The Music of the Hudson Brothers

Introduction to Hudson Brothers

The Hudson Brothers were 70s music era pop group from Portland, Oregon. They consisted of Bill Hudson, Brett Hudson and Mark Hudson, who were actual siblings (and not in name only). Formed in 1965, the brothers’ sound was heavily borrowed from English beat groups (of course including the Beatles) and the Beach Boys. In 1967 they released a handful of records on Scepter label. They went on the release records under many labels: Decca, Warner Bros., Lionel Records, Playboy Records, until they landed a deal with Elton John’s own imprint The Rocket Record Company. On that label, the Hudson brothers released singles that managed to become sizable hits: “So You Are a Star” (1974), “Rendezvous” (1975), “Lonely School Year” (1975) and “Help Wanted” (1976), all produced by John’s songwriting partner, Bernie Taupin.

Meet the Hudson Brothers

Bill Hudson, Brett Hudson and Mark Hudson collectively known as The Hudson Brothers, are an American music group formed in Portland, Oregon in the 1970s. After winning an amateur talent show, they started calling their group as The New Yorkers.

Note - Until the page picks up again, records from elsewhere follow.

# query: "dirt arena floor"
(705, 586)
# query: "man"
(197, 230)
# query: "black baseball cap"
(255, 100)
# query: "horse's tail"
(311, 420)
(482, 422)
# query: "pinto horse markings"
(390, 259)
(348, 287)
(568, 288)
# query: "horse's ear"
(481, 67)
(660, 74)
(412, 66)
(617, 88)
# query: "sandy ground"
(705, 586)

Around 1967, the brothers got signed to Scepter Records where they had their first single “When I’m Gone.” It was followed by two singles also in that same year:  “Mr. Kirby” and “Show Me the Way to Love.” The following year, they moved to Pacific Northwest label which they issued “Adrianne” and “Land of Ur.” In 1969, The New Yorkers moved to Warner Bros. Records and cut “Lonely” and later switched to Decca and issued “I Guess the Lord Must Be in New York City.”

By the early 1970, The New Yorkers were changed its name to Everyday Hudson and released “Love is the Word.” Shortening their name this time to Hudson, they switched to Lionel Records releasing “Love Nobody.” The group also used the same name when they moved to Playboy Records (which opened anew) where they released a single “Leavin’ It’s Over.” Next, they were signed to Elton John’s label, The Rocket Record Company the following year. From there, they issued “If You Really Need Me” and “Sunday Driver.” “If You Really Need Me” was recorded in France and produced by John’s songwriting partner, Bernie Taupin.

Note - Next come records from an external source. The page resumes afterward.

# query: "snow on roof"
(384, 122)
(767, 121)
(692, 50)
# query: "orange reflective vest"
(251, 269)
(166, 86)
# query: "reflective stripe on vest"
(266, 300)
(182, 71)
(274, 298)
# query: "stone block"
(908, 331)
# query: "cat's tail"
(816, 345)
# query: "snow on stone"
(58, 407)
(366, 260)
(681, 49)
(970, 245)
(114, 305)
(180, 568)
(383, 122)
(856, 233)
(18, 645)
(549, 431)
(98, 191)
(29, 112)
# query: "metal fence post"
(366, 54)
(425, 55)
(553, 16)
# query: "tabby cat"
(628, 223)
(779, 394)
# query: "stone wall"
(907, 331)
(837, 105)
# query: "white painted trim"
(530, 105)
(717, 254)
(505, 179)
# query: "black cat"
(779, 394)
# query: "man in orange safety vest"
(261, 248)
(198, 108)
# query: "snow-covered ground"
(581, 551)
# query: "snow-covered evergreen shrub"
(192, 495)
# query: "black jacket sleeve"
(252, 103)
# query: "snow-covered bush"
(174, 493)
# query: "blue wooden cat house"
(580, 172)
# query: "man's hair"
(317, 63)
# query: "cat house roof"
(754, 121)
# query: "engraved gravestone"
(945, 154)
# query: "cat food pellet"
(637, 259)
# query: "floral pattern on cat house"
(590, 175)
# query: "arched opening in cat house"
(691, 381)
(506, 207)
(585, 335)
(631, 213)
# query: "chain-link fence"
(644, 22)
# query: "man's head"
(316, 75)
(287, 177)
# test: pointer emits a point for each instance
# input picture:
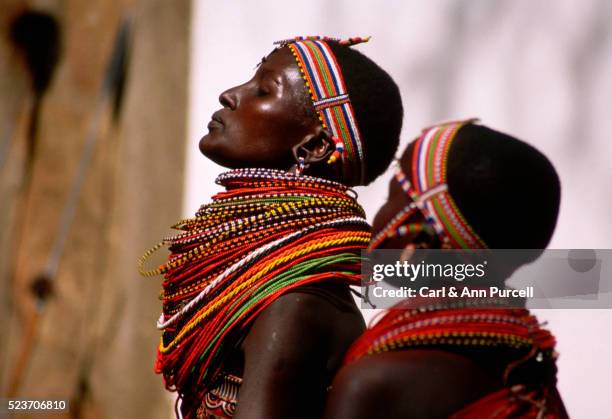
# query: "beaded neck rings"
(330, 99)
(429, 192)
(270, 231)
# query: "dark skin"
(417, 383)
(295, 346)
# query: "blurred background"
(103, 103)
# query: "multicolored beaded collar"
(429, 192)
(330, 98)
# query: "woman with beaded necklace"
(458, 186)
(256, 288)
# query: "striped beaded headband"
(429, 193)
(330, 98)
(429, 160)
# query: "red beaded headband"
(429, 191)
(330, 98)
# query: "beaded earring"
(338, 152)
(301, 165)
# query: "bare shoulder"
(414, 383)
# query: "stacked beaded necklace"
(456, 324)
(269, 232)
(449, 326)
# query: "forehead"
(282, 62)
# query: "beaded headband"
(429, 193)
(330, 99)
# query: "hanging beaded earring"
(301, 165)
(338, 152)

Recordings of The Hudson Brothers

In the summer of 1974, they finally made it on the Top 40 as The Hudson Brothers, releasing “So You Are a Star.” Recorded and released on Casablanca Records, it peaked at #21 on the Billboard charts. The group returned to the charts with “Coochie Coochie Coo” at #108 in 1975. After returning to John’s Rocket Record Company label in 1975, the group then moved to Arista records the following year. They switched their name back to Hudson and signed to Elektra Records in 1980. The group then moved to Columbia Records in 1983, this time as The Hudsons.   After numerous label switching and name changing throughout their music career, they made no more significant impression on the pop charts.

Hudson Brothers’ personal lives

In 1976, Bill Hudson married actress Goldie Hawn and had two children; Oliver Hudson (actor) and Kate Hudson (actress). Hudson and Hawn divorced in 1980. Two years after, Bill married actress Cindy Williams; their marriage lasted until 2000.

Mark became a successful writer/producer and worked with big names such as Aerosmith and Ringo Starr. Brett is currently working as a producer for TV shows. The Hudson brothers are still active in the music business but not any longer as a group.